Erst vor kurzem hast du gerade wieder 2 Tiere wegen Kieferabszessen oder Tumoren erlöst und dazu geschrieben dass noch 2 weitere Tiere aus dem Wurf das ebenfalls hatten und eins bei der neuen Besitzerin operiert wurde (also ebenfalls hohe Kosten verursacht hat. Oder hast du die OP Kosten erstattet?)
Insgesamt finde ich deine Verlustrate ziemlich hoch.

Und vor dem Hintergrund weiß ich nicht ob es wirklich gerechtfertigt ist hier die TE so anzugreifen.

Ich weiß ja nicht wo jetzt überall dein Problem bei z.B. mir und Angora Angy liegt. Aber der gewaltige Unterschied was Zucht betrifft ist einfach, dass AngoraAngy sich ausführlich damit beschäftigt hat und deshalb sicherlich nicht bewusst mit "erbschlechten" Tieren züchtet.

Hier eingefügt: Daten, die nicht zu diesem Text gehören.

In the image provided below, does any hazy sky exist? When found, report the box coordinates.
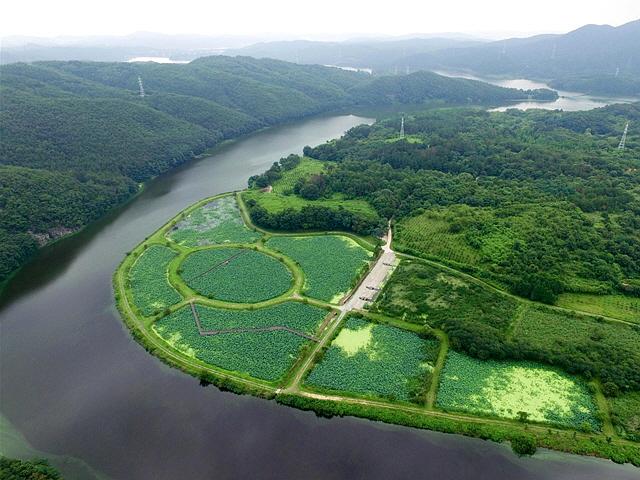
[2,0,639,39]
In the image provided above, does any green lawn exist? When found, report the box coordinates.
[272,157,326,194]
[242,190,377,218]
[556,293,640,324]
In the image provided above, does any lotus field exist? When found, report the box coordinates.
[437,351,600,430]
[129,244,182,316]
[194,301,328,334]
[168,196,260,247]
[179,247,292,303]
[154,306,313,381]
[306,317,439,402]
[266,235,372,303]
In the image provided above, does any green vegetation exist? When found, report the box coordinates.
[271,157,326,194]
[168,196,260,246]
[154,306,312,381]
[437,351,600,430]
[394,209,481,266]
[129,244,182,316]
[194,301,328,334]
[302,105,640,306]
[179,247,292,303]
[0,58,548,285]
[376,259,518,355]
[556,293,640,324]
[512,307,640,393]
[375,258,640,393]
[0,457,62,480]
[243,190,377,218]
[306,316,439,402]
[266,235,372,302]
[609,392,640,441]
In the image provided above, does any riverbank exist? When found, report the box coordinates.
[115,189,640,467]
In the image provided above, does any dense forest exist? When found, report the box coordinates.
[0,56,554,285]
[252,104,640,304]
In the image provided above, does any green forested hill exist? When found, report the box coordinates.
[271,104,640,303]
[0,56,553,284]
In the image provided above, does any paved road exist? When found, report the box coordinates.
[341,224,396,312]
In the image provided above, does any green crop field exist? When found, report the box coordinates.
[437,351,600,430]
[376,259,518,334]
[512,307,640,389]
[194,301,328,334]
[242,190,378,219]
[266,235,372,303]
[168,196,261,247]
[129,245,182,316]
[395,210,482,266]
[272,157,326,194]
[609,392,640,441]
[179,247,292,303]
[556,293,640,323]
[305,317,439,402]
[154,306,310,381]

Wenn es dich interessiert wie gesund mein gesamter ungeplanter Nachwuchs ist, solltest du in meinem Threat fragen, ebenso wie es dazu kam.

Solange es hier in Deutschland völlig legal ist unkastrierte Kaninchen zu erwerben wird es immer wieder vorkommen, dass einige Tierbesitzer aus irgendwelchen Gründen Nachwuchs ohne Kenntnisse produzieren.

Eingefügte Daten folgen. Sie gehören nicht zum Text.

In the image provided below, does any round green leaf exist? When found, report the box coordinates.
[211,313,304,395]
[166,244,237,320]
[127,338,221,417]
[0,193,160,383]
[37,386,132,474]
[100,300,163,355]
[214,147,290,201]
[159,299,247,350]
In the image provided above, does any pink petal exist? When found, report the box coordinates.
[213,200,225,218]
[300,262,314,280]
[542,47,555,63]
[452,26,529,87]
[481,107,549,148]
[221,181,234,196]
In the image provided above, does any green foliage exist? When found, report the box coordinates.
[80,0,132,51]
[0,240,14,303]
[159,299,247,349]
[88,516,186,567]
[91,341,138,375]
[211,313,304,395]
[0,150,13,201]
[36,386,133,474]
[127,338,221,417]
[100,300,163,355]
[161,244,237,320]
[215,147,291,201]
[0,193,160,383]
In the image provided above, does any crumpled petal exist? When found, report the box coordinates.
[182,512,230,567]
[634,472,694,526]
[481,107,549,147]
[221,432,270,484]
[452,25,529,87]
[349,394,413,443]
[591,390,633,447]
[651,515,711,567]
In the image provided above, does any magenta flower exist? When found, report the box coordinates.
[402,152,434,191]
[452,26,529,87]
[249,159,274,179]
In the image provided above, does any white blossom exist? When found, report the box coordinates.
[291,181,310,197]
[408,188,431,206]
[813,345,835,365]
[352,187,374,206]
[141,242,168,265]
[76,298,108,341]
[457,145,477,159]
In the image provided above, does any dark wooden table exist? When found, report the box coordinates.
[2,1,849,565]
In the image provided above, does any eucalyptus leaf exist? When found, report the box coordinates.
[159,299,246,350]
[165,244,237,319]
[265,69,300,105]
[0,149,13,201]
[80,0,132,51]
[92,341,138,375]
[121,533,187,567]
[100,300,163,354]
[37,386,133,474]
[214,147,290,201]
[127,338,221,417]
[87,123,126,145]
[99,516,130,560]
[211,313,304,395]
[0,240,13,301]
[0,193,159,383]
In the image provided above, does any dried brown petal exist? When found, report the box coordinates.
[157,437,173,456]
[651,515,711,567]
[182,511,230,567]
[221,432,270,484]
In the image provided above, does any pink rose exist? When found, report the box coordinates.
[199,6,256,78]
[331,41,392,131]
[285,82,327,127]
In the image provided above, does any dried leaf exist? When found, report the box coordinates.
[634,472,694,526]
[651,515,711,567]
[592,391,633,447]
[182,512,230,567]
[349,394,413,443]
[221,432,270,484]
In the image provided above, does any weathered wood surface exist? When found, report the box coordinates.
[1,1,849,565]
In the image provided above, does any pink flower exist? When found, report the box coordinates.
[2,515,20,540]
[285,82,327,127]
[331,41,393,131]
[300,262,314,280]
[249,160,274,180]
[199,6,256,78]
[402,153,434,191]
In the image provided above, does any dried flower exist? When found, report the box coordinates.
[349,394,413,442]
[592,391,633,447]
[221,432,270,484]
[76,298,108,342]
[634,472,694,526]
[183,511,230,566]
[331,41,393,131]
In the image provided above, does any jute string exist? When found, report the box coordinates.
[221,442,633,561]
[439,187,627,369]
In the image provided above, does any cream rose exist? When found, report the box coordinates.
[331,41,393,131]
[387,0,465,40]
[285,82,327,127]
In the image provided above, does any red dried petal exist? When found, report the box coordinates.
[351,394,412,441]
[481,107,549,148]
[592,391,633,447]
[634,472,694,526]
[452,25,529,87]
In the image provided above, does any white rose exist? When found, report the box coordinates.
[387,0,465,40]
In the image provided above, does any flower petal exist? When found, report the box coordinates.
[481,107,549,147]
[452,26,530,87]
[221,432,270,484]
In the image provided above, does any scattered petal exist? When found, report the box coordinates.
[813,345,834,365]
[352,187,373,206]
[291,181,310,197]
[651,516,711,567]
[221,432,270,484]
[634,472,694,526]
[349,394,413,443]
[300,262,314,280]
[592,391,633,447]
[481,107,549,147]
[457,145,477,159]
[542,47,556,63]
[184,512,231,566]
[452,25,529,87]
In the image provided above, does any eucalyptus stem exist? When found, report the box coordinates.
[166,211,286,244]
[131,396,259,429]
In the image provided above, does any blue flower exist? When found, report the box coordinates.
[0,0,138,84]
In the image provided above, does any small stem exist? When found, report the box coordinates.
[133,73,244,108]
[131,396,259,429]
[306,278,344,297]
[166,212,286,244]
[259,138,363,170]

Die Threaterstellerin hat mit Sicherheit nicht gewusst was auf sie zukommt und ist relativ unbedarft auf das Thema zugegangen, denn sonst hätte sie sich womöglich tatsächlich zuchtgeeignete Tiere angeschafft.

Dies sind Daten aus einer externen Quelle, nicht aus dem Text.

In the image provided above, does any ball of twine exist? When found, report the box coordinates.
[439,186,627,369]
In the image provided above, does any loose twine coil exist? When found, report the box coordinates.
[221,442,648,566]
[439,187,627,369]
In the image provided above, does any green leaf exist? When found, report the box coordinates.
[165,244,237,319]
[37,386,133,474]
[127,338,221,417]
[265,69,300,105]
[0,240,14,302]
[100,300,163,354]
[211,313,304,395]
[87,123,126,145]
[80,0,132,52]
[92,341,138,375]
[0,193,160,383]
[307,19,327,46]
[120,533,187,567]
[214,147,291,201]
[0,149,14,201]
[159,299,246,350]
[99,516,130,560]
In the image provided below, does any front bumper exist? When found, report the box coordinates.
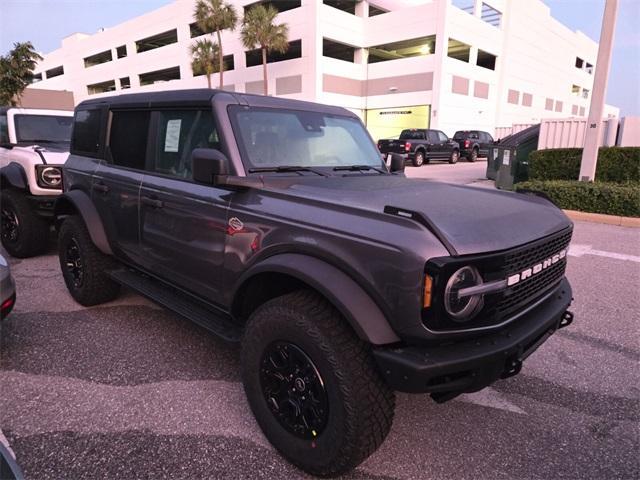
[373,277,572,398]
[27,194,59,219]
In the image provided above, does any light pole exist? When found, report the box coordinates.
[579,0,618,181]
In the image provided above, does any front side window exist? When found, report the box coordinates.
[108,110,150,169]
[437,131,448,142]
[230,107,382,170]
[153,110,219,179]
[14,115,73,144]
[72,109,103,154]
[0,114,9,144]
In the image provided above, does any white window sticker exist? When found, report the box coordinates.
[164,119,181,152]
[502,149,510,165]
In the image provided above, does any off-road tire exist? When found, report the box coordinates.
[449,149,460,164]
[0,189,50,258]
[412,150,425,167]
[468,148,478,162]
[58,215,120,306]
[241,290,395,477]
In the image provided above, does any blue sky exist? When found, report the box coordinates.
[1,0,638,115]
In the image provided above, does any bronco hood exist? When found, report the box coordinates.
[15,144,70,165]
[260,175,571,256]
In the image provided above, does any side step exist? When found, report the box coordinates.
[109,269,242,342]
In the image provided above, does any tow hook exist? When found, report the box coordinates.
[559,310,574,329]
[500,358,522,379]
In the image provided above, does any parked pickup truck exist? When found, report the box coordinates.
[56,90,574,477]
[378,128,460,167]
[453,130,496,162]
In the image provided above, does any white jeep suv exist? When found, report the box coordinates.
[0,107,73,257]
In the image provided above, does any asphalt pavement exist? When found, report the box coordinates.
[1,162,639,479]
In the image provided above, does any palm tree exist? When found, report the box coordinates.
[190,39,219,89]
[193,0,238,89]
[0,42,42,106]
[241,4,289,96]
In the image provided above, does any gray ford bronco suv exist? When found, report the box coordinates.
[55,90,574,477]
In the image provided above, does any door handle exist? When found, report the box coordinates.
[141,196,164,209]
[93,182,109,193]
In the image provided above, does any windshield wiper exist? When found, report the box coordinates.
[248,166,329,177]
[333,165,387,174]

Es ist schade, dass es so scheint, als wäre nun ein kranker Wurf entstanden. Es ist jetzt nun mal so, und die Threaterstellerin sollte nun auch zur Verantwortung stehen und mit den Folgen ehrlich umgehen. Der Kümmerling ist nun mal da, solange er einigermaßen fit ist, kann sie ihn ja "erhalten" und sich besonders um ihn kümmern. Abgeben würde ich ihn niemals, da wohl einiges zu erwarten sein kann. Bei dem Rest des Wurfes muss man halt sehen wie es sich entwickelt. Nicht alle Zahnprobleme sind sofort mit Beginn sichtbar, sondern kommen mit den Monaten. Bei mir sind einige mit Schneidezahnproblemen. Wenn ich es mir aussuchen hätte können, wären diese Würfe nicht entstanden. Bei mir ist nur der kleine Unterschied, dass kein Tier abgegeben wird und ich mich selbst um den Salat kümmere und für die Folgen aufkomme und lustig ist das nicht immer.
Angora Angy geht offen um mit evtl. Spätfolgen. Harvey der aus dem selben Wurf stammt wie mein an RHD2 verstorbener Timmy und Sunny hatten alle von Geburt an auffällige Augen. Das wusste ich von Beginn an und habe mich trotzdem für sie entschieden. Man hat also bei ihr durchaus die Wahl und kann auch jederzeit die Tiere zurückgeben.....das ist z.B. einer der Unterschiede von verantwortungsvollem Züchter und "Hobbyzüchter". Ich mache grundsätzlich kein Geheimnis bei Erkrankungen der Tiere und schreibe den Züchter in der Regel auch an, da es in der Regel bei verantwortungsvollen Züchtern durchaus wichtig ist zu wissen, wenn etwas auftritt.